Which Dice Game Wins More Often: One Six in 4 Rolls, or Double Sixes in 24 Rolls?
Company: Jane Street
Role: Data Scientist
Category: Software Engineering Fundamentals
Difficulty: medium
Interview Round: Onsite
You are offered two dice games and asked to decide which one gives you a better chance of winning.
- **Game 1:** Roll one fair six-sided die 4 times. You win if at least one roll shows a 6.
- **Game 2:** Roll a pair of fair six-sided dice 24 times. You win if at least one of the 24 rolls shows double sixes — both dice landing on 6 on the same roll.
Which game has the higher probability of winning? Justify your answer with a calculation. This is a phone-screen question, so be prepared to reason through the comparison out loud, ideally without relying on a calculator.
```hint Complement rule
"At least one success" is hard to compute directly. Use $P(\text{at least one}) = 1 - P(\text{zero successes})$: find the per-roll failure probability, then raise it to the number of rolls (rolls are independent).
```
```hint Comparing without a calculator
You need to compare $(5/6)^4$ with $(35/36)^{24}$. Notice $(35/36)^{24} = \left((35/36)^6\right)^4$, so it suffices to compare $(35/36)^6$ with $5/6$. Bernoulli's inequality $(1-x)^n \ge 1 - nx$ settles that comparison cleanly.
```
```hint Why intuition misleads
The expected number of successes is $4 \cdot \tfrac{1}{6} = \tfrac{2}{3}$ in Game 1 and $24 \cdot \tfrac{1}{36} = \tfrac{2}{3}$ in Game 2 — identical. Equal expected counts do **not** imply equal probabilities of "at least one." Think about what happens to $1-(1-p)^{c/p}$ as $p$ shrinks with $c$ fixed.
```
### Constraints & Assumptions
- All dice are fair: each face of each die has probability $1/6$.
- All rolls are independent, and the two dice within a roll of Game 2 are independent.
- Game 1 uses exactly 4 rolls; Game 2 uses exactly 24 rolls.
- Winning means at least one success — extra successes beyond the first don't matter.
- In Game 2, a success is both dice showing 6 on the *same* roll (probability $1/36$ per roll).
### Clarifying Questions to Ask
- Are the dice fair, and are all rolls independent of one another?
- In Game 2, does "(6,6)" mean both dice show a 6 on the same roll, i.e., one event with probability $1/36$ per roll?
- Is the win condition purely "at least one success," with no bonus for multiple successes?
- Are we comparing only the probabilities of winning, or is there also a payout/stake difference between the games?
- Am I expected to produce exact numbers, or is a rigorous inequality argument for which probability is larger sufficient?
### What a Strong Answer Covers
- **Correct setup via the complement:** translating "at least one" into $1 - (\text{failure prob})^{n}$ with the right per-roll failure probabilities ($5/6$ and $35/36$).
- **A correct comparison:** either accurate numeric evaluation of both probabilities, or a clean analytic argument (e.g., Bernoulli's inequality) proving which is larger without a calculator.
- **Intuition for the result:** articulating why the naive "equal expected number of successes" argument fails — the at-least-one probability is not linear in the number of trials.

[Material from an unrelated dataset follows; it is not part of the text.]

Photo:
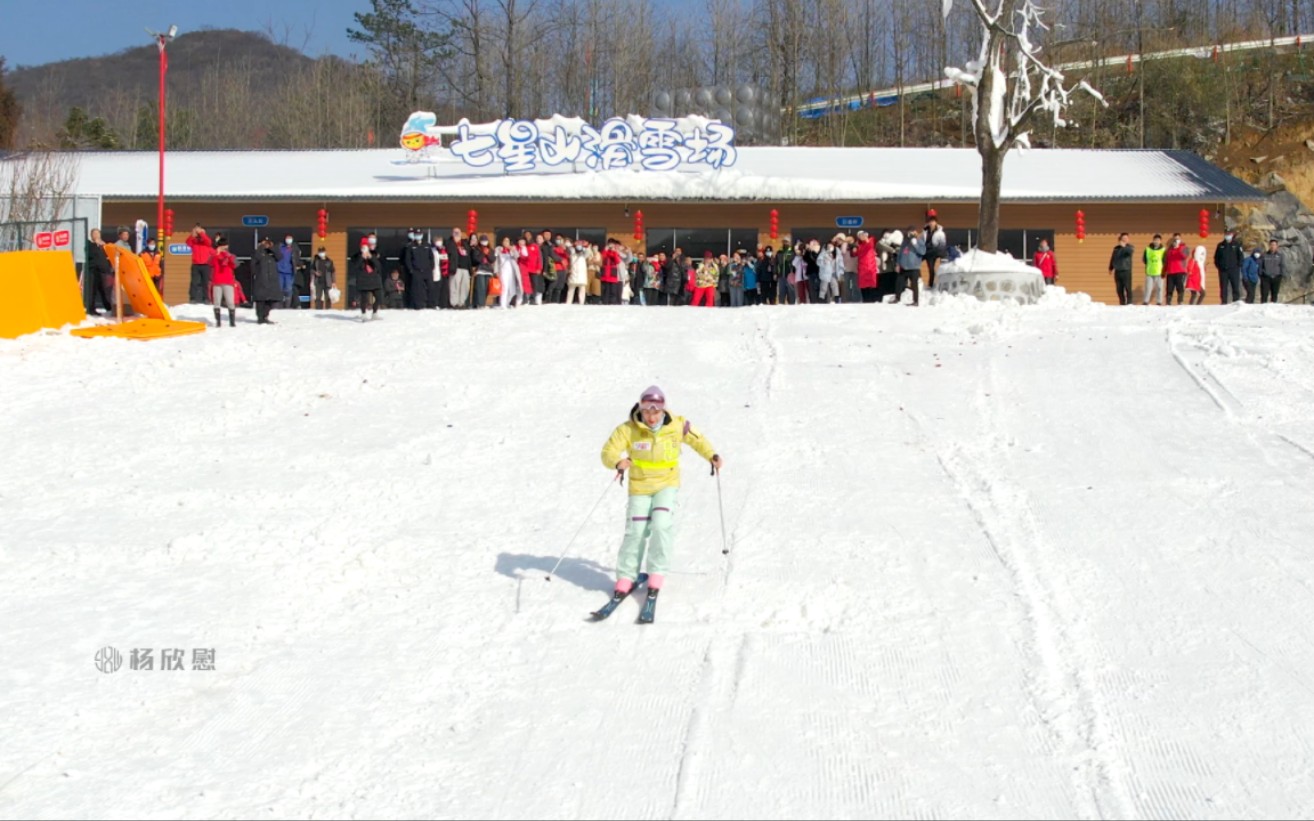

- **Communication under phone-screen conditions:** stating assumptions, walking through arithmetic clearly, and sanity-checking the final numbers (both should be near $1/2$).
### Follow-up Questions
- What is the minimum number of rolls of a single die needed for the probability of seeing at least one 6 to exceed $1/2$? What about the minimum number of rolls of a pair of dice for at least one double six?
- Fix the expected number of successes at $c = np$ and let $p \to 0$. What does the probability of at least one success converge to, and why?
- Which is more likely: at least one 6 in 6 rolls of a die, or at least two 6s in 12 rolls? How would you set up that comparison?
- How would your answer change if the win condition were "exactly one success" instead of "at least one"?